A Trusted Execution Environment (TEE) is a relatively new technology that allows to run an application in a special hardware-protected environment called enclave. Enclaves are cryptographically isolated and protected from the rest of the world, ensuring strong confidentiality and integrity guarantees. Moreover, a mechanism called Remote Attestation is used to obtain a proof that an application running on a remote server is loaded inside an enclave and was not tampered with at loading time. There are several TEEs available in both industry and research worlds, each of them is platform-specific, come with different system footprint, and provide slightly different security guarantees: open-source developments include Sancus and Keystone; proprietary options are, e.g., SGX for Intel processors, SEV for AMD, TrustZone for ARM, etc. Therefore, developing a heterogeneous, distributed application that uses different TEEs is non-trivial for a developer, who needs to adapt the code of each component (or module) to a specific platform. Open-source projects such as Open Enclave SDK and Google Asylo aim to bridge the development gap between different TEEs. However, software engineers still need to account for the communication between different modules, which has to be properly secured with cryptographic operations for data encryption and authentication. After the development phase, a system operator is responsible for deploying this distributed application on the (potentially shared) infrastructure: each module has to be properly initialized and attested (e.g., using Remote Attestation), and connections have to be established (e.g., by creating and distributing session keys). In summary, ensuring strong confidentiality and integrity guarantees in such a situation is difficult and error-prone.

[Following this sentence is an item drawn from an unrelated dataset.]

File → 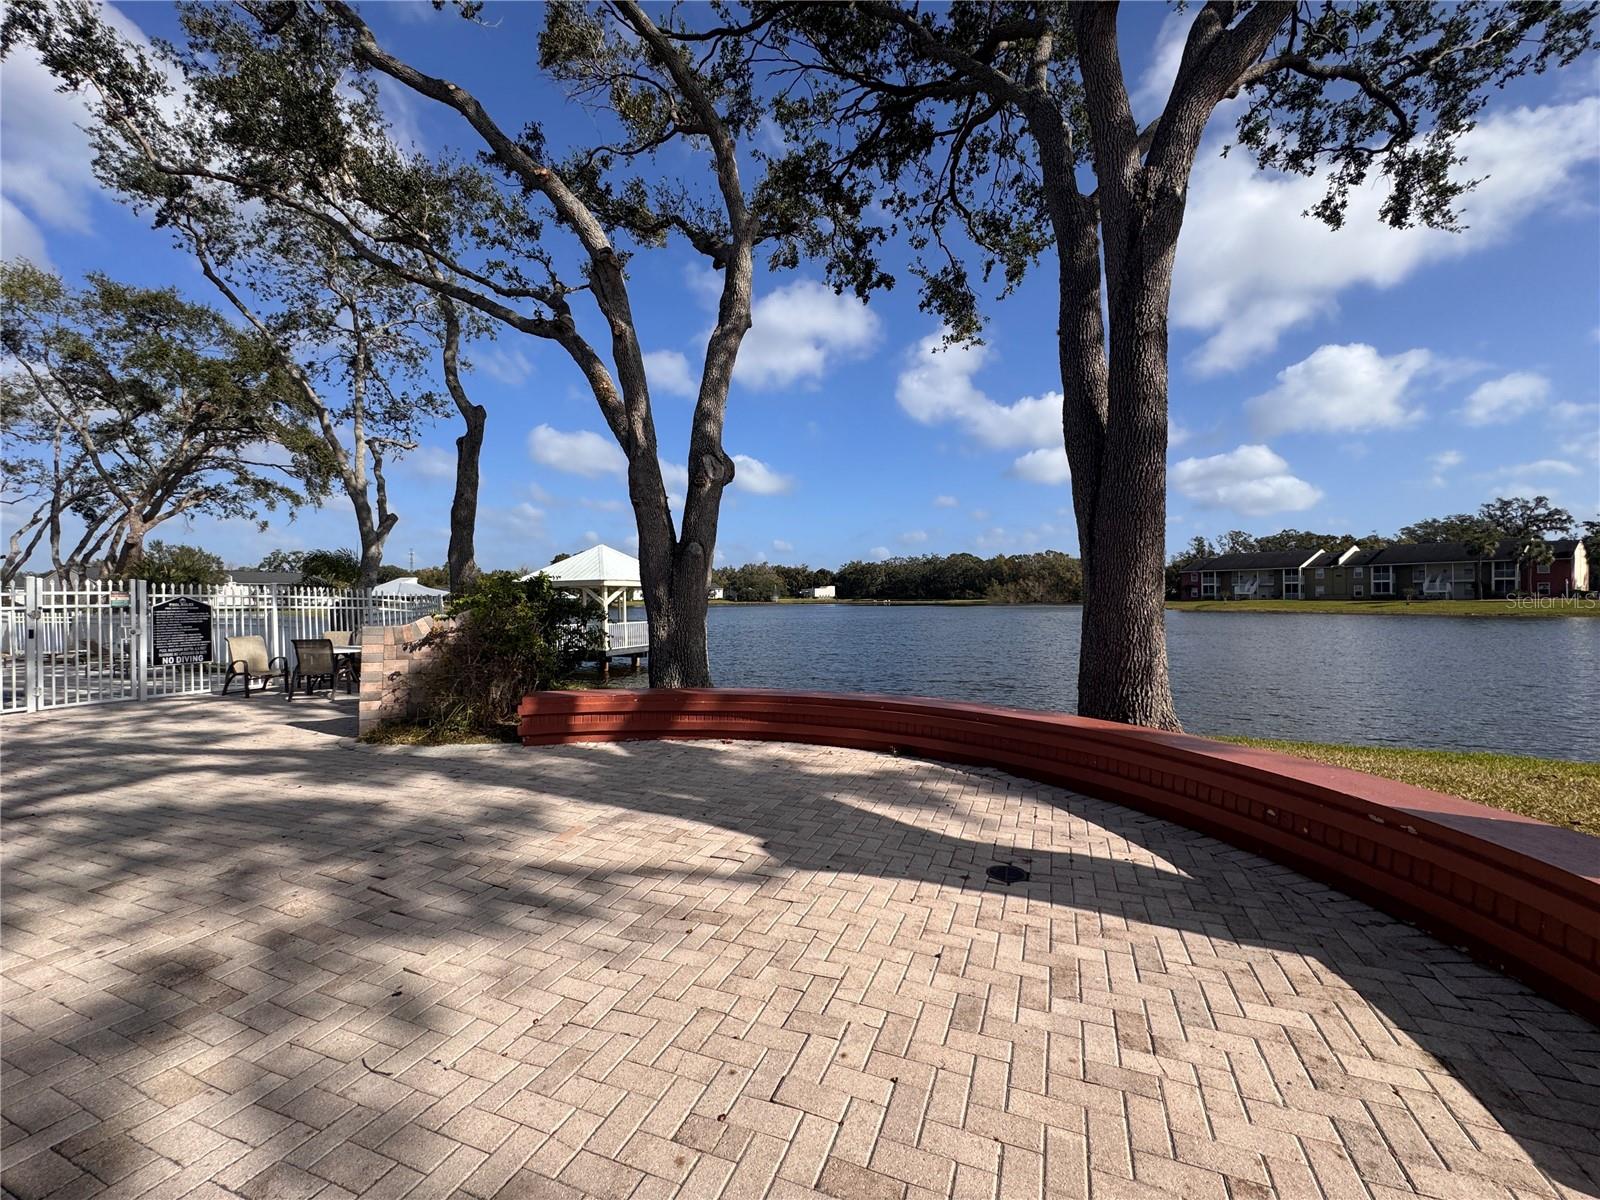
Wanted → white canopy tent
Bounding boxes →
[372,576,449,597]
[520,544,648,655]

The framework we are developing automatically handles all of this work: deployment, attestation, configuration, provisioning of communication APIs. Therefore, it provides the developer an abstraction layer in which they only need to implement the application’s logic. The idea behind our implementation is based on the concept of Authentic Execution, which aims to ensure a strong integrity guarantee over the whole execution of an application. The following citation from our previous paper describes the goal of Authentic Execution:
"Roughly speaking, our notion of authentic execution is the following: if the application produces a physical output event (e.g.,turns on an LED), then there must have happened a sequence of physical input events such that that sequence, when processed by the application (as specified in the high-level source code), produces that output event." (from https://people.cs.kuleuven.be/~jantobias.muehlberg/stm17/paper.pdf)
Note that this concept focuses mainly on the integrity of an application: however, confidentiality comes for free in our implementation, thanks to confidential computing provided by the TEEs and authenticated encryption of the data.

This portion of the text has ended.